GitHub - yo1995/Ultimate-NBA-Downloader: see in readme

180917 There are some pool parallel issues in the code, with shared_list and .get() block. If I have time later I'll fix them.

Description

The Ultimate NBA Downloader is a project that consists of multiple techniques which I have used for previous Python-based internet crawlers. It is a well-structured, minimally-adapted, fully packed and tested package that specifically constructed for a certain NBA related website.

With UND, you can deploy a daily NBA photo collector on your server, or just run it as a single task to collect NBA photos that have appeared on that website in chronological order. Indeed, you cannot acquire the specific picture that you want with this tool, but you can gradually develop your own NBA photo collection with it. Some time you can get some surprise from daily crawling, e.g. legacy photos for retired NBA stars, photoset or gallery concerning a specific topic, technologically great composed photography, etc. At least, after crawling enough photos, you can gather up a great few of photos of your preferred star player.

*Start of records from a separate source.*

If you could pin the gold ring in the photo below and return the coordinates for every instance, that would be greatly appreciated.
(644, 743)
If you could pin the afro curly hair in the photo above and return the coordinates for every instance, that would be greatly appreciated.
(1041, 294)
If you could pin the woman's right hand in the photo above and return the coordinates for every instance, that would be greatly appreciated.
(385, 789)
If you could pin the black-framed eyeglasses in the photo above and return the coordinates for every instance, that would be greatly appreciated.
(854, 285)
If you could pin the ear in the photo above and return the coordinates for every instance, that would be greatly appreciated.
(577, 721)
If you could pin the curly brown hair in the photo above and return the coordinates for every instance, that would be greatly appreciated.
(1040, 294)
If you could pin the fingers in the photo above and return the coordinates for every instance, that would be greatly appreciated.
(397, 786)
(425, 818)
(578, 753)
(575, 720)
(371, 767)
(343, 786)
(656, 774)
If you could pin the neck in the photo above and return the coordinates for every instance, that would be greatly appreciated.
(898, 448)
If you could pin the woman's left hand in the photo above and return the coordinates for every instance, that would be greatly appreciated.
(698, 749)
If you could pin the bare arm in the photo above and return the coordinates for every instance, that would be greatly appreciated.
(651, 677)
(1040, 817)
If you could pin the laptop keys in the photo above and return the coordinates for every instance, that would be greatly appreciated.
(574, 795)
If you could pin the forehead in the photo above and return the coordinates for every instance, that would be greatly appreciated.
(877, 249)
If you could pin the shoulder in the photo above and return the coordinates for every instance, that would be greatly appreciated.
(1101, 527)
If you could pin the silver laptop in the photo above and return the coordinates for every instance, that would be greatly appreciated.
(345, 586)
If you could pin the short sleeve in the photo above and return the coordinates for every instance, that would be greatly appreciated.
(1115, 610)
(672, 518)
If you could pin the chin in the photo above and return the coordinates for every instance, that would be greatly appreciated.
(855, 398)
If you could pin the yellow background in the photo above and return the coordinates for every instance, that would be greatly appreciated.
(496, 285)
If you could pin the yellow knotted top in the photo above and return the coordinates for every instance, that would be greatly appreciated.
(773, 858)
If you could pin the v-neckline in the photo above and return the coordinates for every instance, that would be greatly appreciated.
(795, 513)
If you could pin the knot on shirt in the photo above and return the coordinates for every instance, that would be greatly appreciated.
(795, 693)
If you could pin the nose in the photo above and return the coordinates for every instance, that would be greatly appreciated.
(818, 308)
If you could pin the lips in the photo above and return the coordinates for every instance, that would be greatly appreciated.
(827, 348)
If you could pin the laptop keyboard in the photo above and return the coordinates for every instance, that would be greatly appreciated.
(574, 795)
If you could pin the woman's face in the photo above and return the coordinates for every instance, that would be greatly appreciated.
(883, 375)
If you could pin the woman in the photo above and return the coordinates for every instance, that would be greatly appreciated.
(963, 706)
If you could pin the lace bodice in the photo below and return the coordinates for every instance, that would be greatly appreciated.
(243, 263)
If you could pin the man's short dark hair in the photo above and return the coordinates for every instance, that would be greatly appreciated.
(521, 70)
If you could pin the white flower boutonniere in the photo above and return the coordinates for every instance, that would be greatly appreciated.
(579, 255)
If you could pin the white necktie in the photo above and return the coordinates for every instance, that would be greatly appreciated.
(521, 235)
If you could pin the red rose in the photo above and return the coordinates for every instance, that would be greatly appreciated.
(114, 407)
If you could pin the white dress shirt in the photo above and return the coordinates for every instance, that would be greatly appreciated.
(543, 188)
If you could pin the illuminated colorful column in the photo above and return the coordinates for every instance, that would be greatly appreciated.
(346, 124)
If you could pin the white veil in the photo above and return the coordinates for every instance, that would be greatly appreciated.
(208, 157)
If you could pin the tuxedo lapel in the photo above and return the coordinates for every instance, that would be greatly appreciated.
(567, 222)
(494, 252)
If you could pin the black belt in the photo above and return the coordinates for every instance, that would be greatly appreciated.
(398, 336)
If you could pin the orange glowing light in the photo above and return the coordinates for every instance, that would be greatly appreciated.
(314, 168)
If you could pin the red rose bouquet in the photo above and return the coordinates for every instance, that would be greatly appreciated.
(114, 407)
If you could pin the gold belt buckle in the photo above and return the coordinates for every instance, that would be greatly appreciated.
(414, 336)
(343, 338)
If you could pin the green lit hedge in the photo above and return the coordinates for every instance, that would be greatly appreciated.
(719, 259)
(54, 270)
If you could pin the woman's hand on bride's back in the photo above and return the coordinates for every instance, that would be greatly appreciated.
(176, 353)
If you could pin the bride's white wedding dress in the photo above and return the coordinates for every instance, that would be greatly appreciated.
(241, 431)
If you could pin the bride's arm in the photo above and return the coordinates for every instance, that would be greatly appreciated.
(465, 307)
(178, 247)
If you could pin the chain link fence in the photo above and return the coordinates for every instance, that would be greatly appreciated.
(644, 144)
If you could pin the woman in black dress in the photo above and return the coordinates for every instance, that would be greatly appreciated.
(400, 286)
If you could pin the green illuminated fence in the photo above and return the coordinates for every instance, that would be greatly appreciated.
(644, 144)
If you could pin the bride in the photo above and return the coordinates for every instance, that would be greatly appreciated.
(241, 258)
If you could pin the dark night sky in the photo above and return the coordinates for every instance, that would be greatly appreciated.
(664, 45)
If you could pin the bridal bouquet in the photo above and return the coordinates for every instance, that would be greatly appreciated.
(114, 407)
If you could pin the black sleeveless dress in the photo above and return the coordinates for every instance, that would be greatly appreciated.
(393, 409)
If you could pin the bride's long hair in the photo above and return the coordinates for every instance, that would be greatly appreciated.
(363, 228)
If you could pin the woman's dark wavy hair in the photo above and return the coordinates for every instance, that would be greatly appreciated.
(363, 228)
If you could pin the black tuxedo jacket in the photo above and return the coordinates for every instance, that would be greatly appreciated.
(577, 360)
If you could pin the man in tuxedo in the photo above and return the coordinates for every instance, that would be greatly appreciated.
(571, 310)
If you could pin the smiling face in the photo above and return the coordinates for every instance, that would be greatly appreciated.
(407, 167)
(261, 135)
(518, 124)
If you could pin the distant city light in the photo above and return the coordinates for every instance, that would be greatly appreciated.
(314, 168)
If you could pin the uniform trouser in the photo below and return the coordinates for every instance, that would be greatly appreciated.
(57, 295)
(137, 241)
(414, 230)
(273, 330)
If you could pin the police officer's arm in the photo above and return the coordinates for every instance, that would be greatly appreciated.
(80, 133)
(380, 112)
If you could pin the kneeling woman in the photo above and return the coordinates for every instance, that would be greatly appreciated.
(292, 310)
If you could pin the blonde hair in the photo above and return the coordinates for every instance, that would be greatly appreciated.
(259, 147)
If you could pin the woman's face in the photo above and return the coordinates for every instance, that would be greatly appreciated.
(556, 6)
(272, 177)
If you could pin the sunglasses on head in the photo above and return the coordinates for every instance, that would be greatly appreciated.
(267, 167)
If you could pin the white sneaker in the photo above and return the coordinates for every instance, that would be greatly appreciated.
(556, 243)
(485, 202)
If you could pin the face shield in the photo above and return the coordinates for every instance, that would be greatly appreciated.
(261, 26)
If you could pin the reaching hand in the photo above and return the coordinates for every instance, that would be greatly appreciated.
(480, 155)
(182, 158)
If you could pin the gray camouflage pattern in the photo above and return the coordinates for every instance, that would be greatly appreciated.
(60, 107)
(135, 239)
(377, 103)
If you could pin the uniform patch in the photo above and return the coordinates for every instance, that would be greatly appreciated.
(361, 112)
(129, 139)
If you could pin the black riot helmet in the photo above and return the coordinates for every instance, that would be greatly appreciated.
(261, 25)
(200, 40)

There might be some copyright related issue with this project, so it just obtains the visible pictures on webpages. Also you should comply with the terms of use of the specific website that you want to deal with. Any illegal or unauthorized usage of this tool is prohibited, and the related disputes on copyright infringement will be proceeded to the user.

This project is under GPL license. Please contact the owner for commercial usage.

idea

It was a long winding dream for sports fans to acquire photos, pictures, videos and other digital collectibles with minimal effort. For me, there has remained a long-standing question that keeps on bothering me – how to collect photos for LeBron James?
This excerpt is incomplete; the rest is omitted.